Highly dependent on salary and location, but here are realistic scenarios. Scenario 1: $120k US remote salary, Warsaw base: Gross: $120k (€110k), Tax (15% freelancer): €93.5k after tax, Living costs: €35k (family) / €25k (single), Saved: €58-68k per year (53-62% savings rate). Scenario 2: $150k US remote salary, Lisbon base: Gross: $150k (€137k), Tax (20% NHR): €110k after tax, Living costs: €45k (family) / €30k (single), Saved: €65-80k per year (47-58% savings rate). Scenario 3: $200k US remote salary, Warsaw base: Gross: $200k (€183k), Tax (15%): €156k after tax, Living costs: €40k (family) / €30k (single), Saved: €116-126k per year (63-69% savings rate). Compare to US (SF) baseline: $150k salary in San Francisco: After tax (35%): $97.5k (€89k), Living costs: €70k (family) / €50k (single), Saved: €19-39k per year (13-26% savings rate). The advantage: 3-4x higher savings rate in Europe, €40-80k more saved per year (depending on scenario), over 10 years = €400-800k additional net worth. Investment compounding: That extra €60k/year saved, invested in real estate + equities, compounds to €1M+ over 10 years. This is how engineers in their 30s achieve financial independence. Use our detailed calculator to model your specific situation with your actual numbers.

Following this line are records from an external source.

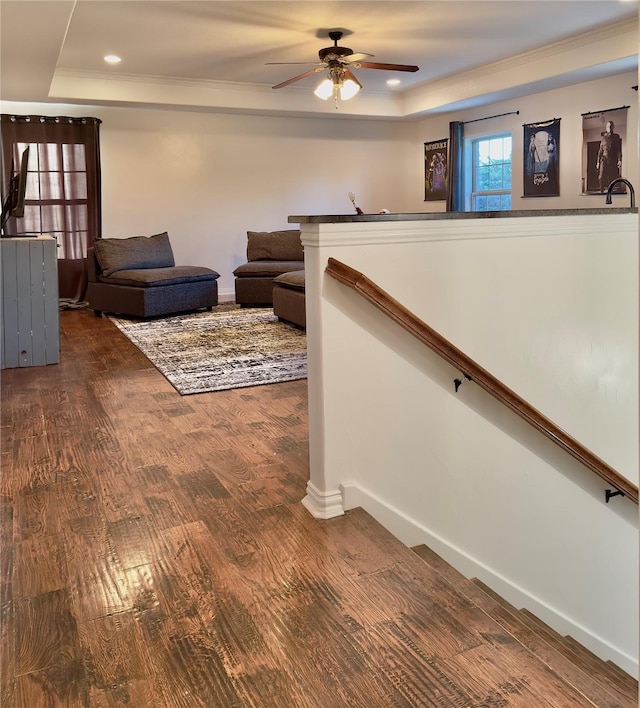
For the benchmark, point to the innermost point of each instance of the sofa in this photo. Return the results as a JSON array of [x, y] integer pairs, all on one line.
[[138, 277], [269, 255]]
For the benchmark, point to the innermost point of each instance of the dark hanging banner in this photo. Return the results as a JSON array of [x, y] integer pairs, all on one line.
[[604, 136], [435, 170], [541, 159]]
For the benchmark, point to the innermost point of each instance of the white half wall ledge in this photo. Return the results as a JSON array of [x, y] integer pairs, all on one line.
[[323, 505]]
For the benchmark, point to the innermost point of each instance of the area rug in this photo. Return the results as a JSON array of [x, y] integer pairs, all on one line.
[[230, 347]]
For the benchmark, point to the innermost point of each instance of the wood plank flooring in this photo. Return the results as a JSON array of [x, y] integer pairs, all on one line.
[[155, 553]]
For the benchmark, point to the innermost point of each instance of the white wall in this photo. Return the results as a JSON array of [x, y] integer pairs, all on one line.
[[567, 104], [548, 306]]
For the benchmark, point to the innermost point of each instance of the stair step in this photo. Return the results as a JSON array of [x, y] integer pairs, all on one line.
[[627, 680], [511, 620], [616, 680]]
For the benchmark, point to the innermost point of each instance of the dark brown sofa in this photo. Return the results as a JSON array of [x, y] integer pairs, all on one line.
[[137, 276], [269, 254]]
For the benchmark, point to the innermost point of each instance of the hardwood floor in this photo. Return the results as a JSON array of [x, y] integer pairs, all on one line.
[[155, 553]]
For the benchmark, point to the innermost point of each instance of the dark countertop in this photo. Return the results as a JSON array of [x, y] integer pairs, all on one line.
[[435, 216]]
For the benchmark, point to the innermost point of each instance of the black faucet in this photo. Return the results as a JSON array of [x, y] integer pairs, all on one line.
[[631, 190]]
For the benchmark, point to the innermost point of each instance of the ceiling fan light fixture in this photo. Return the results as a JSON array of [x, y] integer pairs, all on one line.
[[348, 90], [324, 90]]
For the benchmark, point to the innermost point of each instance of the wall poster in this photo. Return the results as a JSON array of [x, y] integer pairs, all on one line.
[[435, 170], [603, 139], [541, 159]]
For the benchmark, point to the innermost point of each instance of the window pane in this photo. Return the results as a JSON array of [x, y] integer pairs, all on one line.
[[75, 185], [491, 173], [479, 203], [48, 157], [51, 186], [52, 217], [73, 157], [76, 218]]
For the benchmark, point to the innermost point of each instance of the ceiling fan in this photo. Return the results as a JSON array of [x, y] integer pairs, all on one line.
[[342, 82]]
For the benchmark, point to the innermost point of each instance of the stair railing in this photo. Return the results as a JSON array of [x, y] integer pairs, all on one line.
[[474, 372]]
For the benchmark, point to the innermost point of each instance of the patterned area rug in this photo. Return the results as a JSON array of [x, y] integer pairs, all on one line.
[[231, 347]]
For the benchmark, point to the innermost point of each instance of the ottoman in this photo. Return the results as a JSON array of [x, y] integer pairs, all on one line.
[[288, 298]]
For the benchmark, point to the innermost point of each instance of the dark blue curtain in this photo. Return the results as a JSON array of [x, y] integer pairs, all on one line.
[[455, 184]]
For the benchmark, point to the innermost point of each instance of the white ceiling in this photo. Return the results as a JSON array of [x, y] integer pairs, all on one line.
[[212, 54]]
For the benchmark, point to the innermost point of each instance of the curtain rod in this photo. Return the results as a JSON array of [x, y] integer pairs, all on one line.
[[512, 113], [606, 110], [49, 119]]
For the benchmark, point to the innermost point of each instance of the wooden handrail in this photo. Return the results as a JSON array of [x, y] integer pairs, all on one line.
[[435, 341]]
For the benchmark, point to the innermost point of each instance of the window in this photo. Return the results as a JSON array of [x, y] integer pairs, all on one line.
[[56, 197], [63, 187], [490, 168]]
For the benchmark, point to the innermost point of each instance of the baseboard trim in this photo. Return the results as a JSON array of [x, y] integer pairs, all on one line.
[[412, 533], [323, 505]]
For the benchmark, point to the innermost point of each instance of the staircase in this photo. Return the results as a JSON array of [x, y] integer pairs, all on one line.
[[601, 682]]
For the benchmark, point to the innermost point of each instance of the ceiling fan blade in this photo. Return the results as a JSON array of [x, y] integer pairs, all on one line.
[[297, 78], [348, 74], [290, 63], [358, 56], [387, 67]]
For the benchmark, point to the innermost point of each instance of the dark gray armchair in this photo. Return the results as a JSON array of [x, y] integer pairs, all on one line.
[[138, 277]]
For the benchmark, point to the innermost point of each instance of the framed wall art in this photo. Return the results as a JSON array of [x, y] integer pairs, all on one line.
[[435, 170], [603, 139], [541, 164]]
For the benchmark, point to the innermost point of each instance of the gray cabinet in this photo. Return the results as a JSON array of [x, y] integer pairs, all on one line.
[[30, 333]]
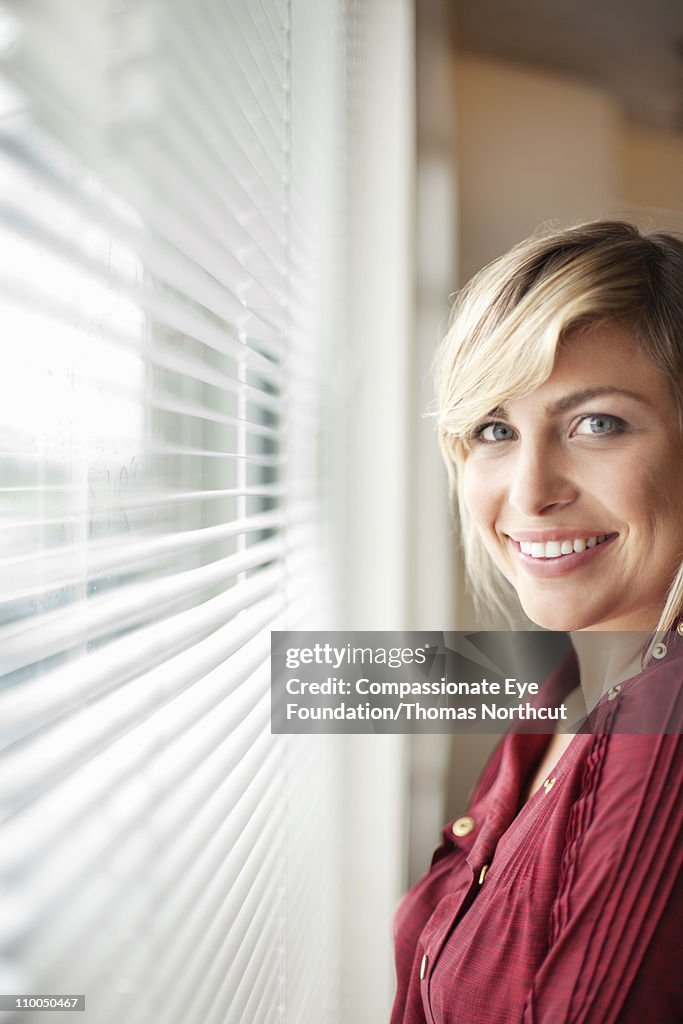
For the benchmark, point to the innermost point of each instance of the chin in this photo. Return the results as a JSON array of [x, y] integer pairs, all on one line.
[[558, 620]]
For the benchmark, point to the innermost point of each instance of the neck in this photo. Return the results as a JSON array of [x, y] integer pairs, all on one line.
[[606, 658]]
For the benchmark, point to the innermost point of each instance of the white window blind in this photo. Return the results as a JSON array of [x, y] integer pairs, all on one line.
[[170, 243]]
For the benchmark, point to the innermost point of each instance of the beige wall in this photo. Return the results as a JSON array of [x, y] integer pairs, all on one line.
[[531, 146], [652, 171]]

What about health insurance, retirement, and benefits when working as a contractor from Europe?
You need to set these up yourself, but costs are much lower than you might think in Europe. Health insurance in Europe: Public healthcare: Many countries offer universal healthcare even to residents (not just citizens), costs €0-200/month, quality is good to excellent in Western/Central Europe. Private health insurance: €100-300/month for comprehensive coverage, shorter wait times than public, English-speaking doctors. Total healthcare cost: €1,200-3,600/year vs $6,000-24,000/year in US (even with employer contribution, you pay $500-2k/month premiums + deductibles). Retirement savings: As contractor, you control your savings: Can often opt-out of required pension contributions (depends on country), invest in tax-advantaged accounts (varies by country), or simply invest in brokerage accounts (S&P 500, real estate, etc.). You should save 15-20% for retirement (but you control the investments), vs US 401k which is employer-controlled. With 55-65% savings rate, saving 20% for retirement still leaves 35-45% for near-term wealth building. Other benefits you lose as contractor: No paid time off (but just take time off, you're saving €60k+/year), no employer equity (but you can invest your savings), no free lunch/perks (real cost: ~€2-3k/year, negligible). Net calculation: Extra savings as Europe contractor: +€40-70k/year, extra costs (health, retirement, perks): -€10-15k/year, net advantage: +€30-60k/year. Totally worth it. Many engineers find they prefer the control over their own benefits rather than depending on employer.